Wer Polizeigewalt filmen will, wird von den Beamt*innen häufig mit dem Vorwurf konfrontiert, dies verstoße gegen den sogenannten Abhörparagrafen (§201 Strafgesetzbuch). Er verbietet Tonaufnahmen des »vertraulich gesprochenen Wortes«. Das Bündnis kritisiert die missbräuchliche Anwendung dieses Paragrafen als »klaren Versuch, eine kritische Öffentlichkeit und Zeug*innenschaft zu kriminalisieren«. Tavangar von Kop sagt: »Alle Polizeieinsätze sind öffentlich.«

Viele Menschen seien sich unsicher, was sie dürfen. »Die Polizist*innen nutzen das aus, um Augenzeug*innen einzuschüchtern und zu verunsichern«, ergänzt Kim (Name geändert) von der Gruppe Facq, die sich als »Front der antikolonialen, antikapitalistischen, anticistemischen Queers« bezeichnet. Auch queere und insbesondere trans Personen sind von Polizeigewalt betroffen.

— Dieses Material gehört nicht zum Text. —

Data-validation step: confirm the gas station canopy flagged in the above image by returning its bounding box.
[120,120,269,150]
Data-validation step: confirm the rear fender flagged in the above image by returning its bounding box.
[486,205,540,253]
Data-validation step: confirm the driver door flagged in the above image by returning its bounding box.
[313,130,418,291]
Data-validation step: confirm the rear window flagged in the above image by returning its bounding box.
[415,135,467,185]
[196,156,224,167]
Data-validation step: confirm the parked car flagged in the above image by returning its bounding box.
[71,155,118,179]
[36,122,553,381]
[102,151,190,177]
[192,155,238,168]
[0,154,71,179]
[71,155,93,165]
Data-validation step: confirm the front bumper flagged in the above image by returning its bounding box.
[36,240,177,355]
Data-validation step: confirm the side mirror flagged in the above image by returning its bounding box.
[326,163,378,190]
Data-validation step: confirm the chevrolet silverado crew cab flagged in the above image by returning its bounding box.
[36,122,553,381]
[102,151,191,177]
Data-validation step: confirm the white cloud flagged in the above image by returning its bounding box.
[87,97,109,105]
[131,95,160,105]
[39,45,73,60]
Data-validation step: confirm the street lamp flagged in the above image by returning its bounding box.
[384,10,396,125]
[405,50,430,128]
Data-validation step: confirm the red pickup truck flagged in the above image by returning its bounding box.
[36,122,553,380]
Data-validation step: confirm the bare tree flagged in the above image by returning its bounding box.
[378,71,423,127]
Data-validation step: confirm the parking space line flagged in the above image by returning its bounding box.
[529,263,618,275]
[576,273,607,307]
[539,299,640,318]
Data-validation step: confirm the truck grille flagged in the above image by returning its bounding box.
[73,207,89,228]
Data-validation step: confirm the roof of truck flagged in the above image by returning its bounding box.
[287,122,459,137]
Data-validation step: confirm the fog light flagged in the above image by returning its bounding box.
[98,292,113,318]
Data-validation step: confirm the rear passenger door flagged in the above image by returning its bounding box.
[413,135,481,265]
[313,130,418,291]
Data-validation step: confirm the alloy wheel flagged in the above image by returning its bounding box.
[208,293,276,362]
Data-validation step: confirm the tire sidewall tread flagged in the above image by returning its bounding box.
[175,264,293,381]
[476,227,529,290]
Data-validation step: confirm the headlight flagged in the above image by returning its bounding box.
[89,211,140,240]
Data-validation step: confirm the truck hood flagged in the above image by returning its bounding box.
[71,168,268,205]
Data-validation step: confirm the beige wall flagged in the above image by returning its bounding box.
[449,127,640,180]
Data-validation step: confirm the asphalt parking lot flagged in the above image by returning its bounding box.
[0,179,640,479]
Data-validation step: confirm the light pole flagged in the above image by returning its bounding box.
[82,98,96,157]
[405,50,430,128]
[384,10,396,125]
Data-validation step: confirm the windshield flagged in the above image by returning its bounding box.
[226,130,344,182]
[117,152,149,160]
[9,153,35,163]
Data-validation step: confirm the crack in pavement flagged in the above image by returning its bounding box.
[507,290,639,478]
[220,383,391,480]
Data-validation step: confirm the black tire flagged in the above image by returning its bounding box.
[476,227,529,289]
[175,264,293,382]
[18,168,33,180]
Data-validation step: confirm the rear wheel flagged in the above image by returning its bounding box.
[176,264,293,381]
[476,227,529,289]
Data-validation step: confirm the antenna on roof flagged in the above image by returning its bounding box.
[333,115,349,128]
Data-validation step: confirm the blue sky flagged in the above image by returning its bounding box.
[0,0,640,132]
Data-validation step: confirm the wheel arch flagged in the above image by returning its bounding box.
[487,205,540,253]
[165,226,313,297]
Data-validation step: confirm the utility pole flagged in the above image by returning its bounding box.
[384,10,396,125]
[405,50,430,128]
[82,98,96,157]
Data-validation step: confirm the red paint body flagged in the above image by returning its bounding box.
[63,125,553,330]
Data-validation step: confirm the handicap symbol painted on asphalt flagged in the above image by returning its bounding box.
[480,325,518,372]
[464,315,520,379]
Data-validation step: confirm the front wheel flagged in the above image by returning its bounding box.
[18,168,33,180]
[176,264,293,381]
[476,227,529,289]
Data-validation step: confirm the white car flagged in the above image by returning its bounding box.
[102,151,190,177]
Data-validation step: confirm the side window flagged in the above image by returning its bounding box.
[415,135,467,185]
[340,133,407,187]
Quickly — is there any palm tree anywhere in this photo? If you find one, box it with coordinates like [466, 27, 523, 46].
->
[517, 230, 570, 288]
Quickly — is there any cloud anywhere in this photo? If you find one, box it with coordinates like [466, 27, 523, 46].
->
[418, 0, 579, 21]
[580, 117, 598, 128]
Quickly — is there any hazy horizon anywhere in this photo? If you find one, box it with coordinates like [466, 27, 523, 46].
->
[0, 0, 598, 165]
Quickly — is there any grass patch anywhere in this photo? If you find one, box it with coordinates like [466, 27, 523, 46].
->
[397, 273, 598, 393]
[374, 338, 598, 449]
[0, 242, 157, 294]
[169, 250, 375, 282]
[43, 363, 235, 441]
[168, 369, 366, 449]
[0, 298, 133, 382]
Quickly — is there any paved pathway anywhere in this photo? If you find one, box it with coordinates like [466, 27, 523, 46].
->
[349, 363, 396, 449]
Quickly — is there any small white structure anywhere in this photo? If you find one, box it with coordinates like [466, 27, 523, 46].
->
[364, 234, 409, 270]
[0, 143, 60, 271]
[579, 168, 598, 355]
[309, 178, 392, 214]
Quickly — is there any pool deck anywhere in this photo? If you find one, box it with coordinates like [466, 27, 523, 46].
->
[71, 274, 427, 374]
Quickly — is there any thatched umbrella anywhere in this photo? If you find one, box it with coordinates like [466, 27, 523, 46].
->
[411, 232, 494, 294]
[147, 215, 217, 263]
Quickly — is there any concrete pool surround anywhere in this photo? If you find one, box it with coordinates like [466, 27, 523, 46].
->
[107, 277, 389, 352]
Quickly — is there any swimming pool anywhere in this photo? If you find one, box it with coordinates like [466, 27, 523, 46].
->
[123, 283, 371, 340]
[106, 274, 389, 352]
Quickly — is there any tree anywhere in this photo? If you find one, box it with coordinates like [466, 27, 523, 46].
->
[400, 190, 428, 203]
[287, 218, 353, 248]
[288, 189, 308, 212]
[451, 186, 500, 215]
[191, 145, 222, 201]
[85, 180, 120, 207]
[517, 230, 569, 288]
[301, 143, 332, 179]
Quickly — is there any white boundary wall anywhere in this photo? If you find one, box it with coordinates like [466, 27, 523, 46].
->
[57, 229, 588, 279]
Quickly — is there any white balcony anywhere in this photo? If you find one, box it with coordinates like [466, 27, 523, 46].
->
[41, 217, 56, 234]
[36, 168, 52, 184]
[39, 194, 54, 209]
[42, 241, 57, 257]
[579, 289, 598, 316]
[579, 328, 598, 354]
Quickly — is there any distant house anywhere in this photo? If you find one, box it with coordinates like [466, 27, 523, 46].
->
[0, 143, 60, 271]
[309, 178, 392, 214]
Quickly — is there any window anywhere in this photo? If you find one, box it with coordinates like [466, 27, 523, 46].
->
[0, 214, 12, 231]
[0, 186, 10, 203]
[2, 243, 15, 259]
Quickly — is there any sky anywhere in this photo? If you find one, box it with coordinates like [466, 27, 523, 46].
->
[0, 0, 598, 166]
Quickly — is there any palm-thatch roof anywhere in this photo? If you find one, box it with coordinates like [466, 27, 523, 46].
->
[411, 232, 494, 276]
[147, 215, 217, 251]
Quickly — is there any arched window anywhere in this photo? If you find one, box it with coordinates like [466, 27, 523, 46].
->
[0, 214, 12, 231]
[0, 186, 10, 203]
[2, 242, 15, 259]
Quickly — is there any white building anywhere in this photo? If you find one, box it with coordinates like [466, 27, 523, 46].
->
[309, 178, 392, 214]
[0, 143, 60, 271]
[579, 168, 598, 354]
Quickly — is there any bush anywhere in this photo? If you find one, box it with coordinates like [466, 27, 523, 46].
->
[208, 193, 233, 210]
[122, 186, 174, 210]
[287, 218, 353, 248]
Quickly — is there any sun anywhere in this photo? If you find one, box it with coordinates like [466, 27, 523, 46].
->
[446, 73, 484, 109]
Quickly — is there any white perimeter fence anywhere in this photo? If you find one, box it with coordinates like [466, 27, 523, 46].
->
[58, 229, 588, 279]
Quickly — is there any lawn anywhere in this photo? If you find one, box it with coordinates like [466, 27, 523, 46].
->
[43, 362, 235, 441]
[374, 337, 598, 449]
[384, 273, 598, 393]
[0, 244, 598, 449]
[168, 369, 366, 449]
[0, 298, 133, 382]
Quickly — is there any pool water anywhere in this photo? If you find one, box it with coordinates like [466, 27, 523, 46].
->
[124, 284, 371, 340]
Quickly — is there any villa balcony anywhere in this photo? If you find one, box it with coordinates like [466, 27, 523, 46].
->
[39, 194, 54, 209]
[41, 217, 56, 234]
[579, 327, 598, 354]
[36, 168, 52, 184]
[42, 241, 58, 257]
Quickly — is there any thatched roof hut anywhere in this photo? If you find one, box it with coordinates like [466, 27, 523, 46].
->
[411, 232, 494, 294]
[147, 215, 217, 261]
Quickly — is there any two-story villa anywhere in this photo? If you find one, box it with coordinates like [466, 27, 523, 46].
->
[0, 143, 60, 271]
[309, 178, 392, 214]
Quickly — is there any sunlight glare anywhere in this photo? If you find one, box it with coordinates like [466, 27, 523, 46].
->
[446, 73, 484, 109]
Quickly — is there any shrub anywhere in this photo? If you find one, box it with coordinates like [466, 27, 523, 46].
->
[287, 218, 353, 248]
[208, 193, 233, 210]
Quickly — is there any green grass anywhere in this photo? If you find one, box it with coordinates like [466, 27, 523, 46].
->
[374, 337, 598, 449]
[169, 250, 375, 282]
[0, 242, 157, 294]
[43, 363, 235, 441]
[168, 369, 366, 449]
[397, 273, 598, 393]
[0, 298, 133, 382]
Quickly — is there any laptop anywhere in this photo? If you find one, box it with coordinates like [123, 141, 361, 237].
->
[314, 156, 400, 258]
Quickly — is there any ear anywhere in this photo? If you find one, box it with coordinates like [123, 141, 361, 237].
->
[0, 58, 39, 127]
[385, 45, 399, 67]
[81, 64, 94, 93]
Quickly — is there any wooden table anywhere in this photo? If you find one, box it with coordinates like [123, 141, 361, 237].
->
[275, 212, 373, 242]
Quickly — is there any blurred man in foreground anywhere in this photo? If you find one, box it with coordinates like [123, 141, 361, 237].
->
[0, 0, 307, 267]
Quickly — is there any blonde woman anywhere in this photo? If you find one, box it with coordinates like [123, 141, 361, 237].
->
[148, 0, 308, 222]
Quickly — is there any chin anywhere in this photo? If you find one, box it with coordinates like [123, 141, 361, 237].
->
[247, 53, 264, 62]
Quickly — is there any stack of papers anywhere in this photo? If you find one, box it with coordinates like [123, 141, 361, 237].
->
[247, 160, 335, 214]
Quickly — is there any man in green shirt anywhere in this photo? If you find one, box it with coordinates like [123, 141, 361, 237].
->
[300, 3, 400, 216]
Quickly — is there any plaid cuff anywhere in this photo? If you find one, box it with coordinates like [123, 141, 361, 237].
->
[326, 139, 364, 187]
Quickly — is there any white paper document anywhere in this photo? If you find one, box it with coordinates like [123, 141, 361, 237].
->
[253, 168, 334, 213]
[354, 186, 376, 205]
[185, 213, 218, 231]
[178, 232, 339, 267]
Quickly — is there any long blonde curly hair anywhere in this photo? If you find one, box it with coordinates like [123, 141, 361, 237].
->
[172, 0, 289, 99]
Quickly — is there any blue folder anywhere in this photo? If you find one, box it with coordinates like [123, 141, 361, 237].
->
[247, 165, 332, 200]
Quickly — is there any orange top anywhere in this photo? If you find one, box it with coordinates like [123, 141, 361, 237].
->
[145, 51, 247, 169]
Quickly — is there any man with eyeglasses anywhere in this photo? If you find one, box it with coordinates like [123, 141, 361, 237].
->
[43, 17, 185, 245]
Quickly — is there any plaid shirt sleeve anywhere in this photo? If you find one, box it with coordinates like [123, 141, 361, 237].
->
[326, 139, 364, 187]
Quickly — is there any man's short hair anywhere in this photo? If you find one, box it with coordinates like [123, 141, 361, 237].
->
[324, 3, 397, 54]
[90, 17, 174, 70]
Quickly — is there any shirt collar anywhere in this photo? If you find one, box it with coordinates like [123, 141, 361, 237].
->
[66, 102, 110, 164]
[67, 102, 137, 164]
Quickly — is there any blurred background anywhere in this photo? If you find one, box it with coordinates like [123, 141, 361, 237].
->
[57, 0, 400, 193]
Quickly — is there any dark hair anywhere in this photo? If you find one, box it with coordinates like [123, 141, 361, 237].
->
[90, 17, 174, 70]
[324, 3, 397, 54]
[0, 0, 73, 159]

Im August 2021 wurde eine trans Frau in Berlin von der Polizei verhaftet, die sie zuvor selbst zu Hilfe gerufen hatte und anfing zu filmen, nachdem sie ihre Aussage nicht aufnehmen wollten. »Vor Gericht werden die Aussagen von Polizist*innen oft als neutral und glaubhaft gewertet, jene von Betroffenen und Augenzeug*innen als parteiisch und unglaubwürdig«, sagt Kim. Videos könnten eine Möglichkeit sein, Tathergänge im Nachhinein aufzuklären – und perspektivisch für weniger Polizeigewalt sorgen.